Thursday, December 18, 2014

The NIPS Experiment

The NIPS (machine learning) conference ran an interesting experiment this year. They had two separate and disjoint program committees with the submissions split between them. 10% (166) of the submissions were given to both committees. If either committee accepted one of those papers it was accepted to NIPS.

According to an analysis by Eric Price, of those 166, about 16 (about 10%) were accepted by both committees, 43 (26%) by exactly one of the committees and 107 (64%) rejected by both committees. Price notes that of the accepted papers, over half (57%) of them would not have been accepted with a different PC. On the flip side 83% of the rejected papers would still be rejected. More details of the experiment here.

No one who has ever served on a program committee should be surprised by these results. Nor is there anything really wrong or bad going on here. A PC will almost always accept the great papers and almost always reject the mediocre ones, but the middle ground are at a similar quality level and personal tastes come into play. There is no objective perfect ordering of the papers and that's why we task a program committee to make those tough choices. The only completely fair committees would either accept all the papers or reject all the papers.

These results can lead to a false sense of self worth. If your paper is accepted you might think you had a great submission, more likely you had a good submission and got lucky. If your paper was rejected, you might think you had a good submission and was unlucky, more likely you had a mediocre paper that would never get in.

In the few days since NIPS announced these results, I've already seen people try to use them not only to trash program committees but for many other subjective decision making. In the end we have to make choices on who to hire, who to promote and who to give grants. We need to make subjective decisions and those done by our peers aren't always consistent but they work much better than the alternatives. Even the machine learning conference doesn't use machine learning to choose which papers to accept.

12 comments:

  1. Lance

    I agree that PCs have to make choices, and let us take as a given that there are a number of "papers in the middle" that, because of limited slots, end up coming down to a matter of taste of the PC. I also accept that, wherever you draw the line, there will be papers at the boundary, and therefore some unhappiness and potential for variance in the outcome (which we sometimes label as arbitrariness).

    But there is still the question of where you draw the line, and we (as a community) have some control over that. Where you draw that line can significantly affect the variance in outcome.

    It would be interesting to look at the NIPS data, for example, and see if you could determine the "next 10 papers" each side of the PC would accept, would that non-trivially increase their overlap.

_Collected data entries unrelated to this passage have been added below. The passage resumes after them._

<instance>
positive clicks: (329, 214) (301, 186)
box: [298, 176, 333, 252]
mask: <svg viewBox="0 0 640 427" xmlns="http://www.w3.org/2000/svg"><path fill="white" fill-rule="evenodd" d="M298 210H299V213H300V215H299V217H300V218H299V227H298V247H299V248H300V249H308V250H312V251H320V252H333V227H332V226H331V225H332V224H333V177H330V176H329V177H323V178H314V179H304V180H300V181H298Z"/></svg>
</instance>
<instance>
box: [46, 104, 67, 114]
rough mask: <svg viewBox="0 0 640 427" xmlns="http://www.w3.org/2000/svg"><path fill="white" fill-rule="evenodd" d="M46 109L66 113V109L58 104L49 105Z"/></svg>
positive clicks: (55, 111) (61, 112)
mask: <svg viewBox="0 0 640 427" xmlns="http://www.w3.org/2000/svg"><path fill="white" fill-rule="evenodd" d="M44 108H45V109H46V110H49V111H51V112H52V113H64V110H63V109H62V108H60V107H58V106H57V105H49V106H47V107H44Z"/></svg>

If so, that would show that we could decrease variance by accepting more papers.

    Now of course there is a variance-quality tradeoff (this is your point that the only completely fair solutions -- e.g. the ones that necessarily get all decisions right -- accept all or none of the papers), but I think the NIPS data strongly suggests that we're not at the right point in this space. For many conferences, I believe the variance is too high, and the quality decrease from accepting more papers would be small. While I need to dive more into it, the NIPS data certainly suggests that to me (for that conference).

    The solution is to accept more papers. How many more papers depends on external issues like logistics as well as community goals on acceptable quality. But so far I feel the NIPS data backs what I've suggested for years -- we should be accepting more papers to our major conferences.

    ReplyDelete
  2. There are a few commenters bloggers out there whose message can be summarized to "our conferences are perfect, don't change a thing". This post by Lance seems to fall in this category.

    Yes, every reviewing system we implement will be imperfect, but do we have any evidence that the present one cannot be improved, even slightly?

    Would be not be better off as a community if we made the reviewing system less sensitive to a single reviewing error, which data suggests it presently is? Don't we know of better mechanisms other than unanimity in the presence of random signals? Have we not studied random algorithms as a field to know how to extract the most information out of repeated runs of a random event? Can we also not provide guidance as to ways in which to improve a review e.g. MIkkel Thorup's proposal "measure the best idea in the paper, not the worst" or SIGCOMM's guidelines "give constructive criticism"? Will we continue to ignore evidence from other fields within CS such as for example double blind reviews are an improvement over the present state, even though admittedly imperfect?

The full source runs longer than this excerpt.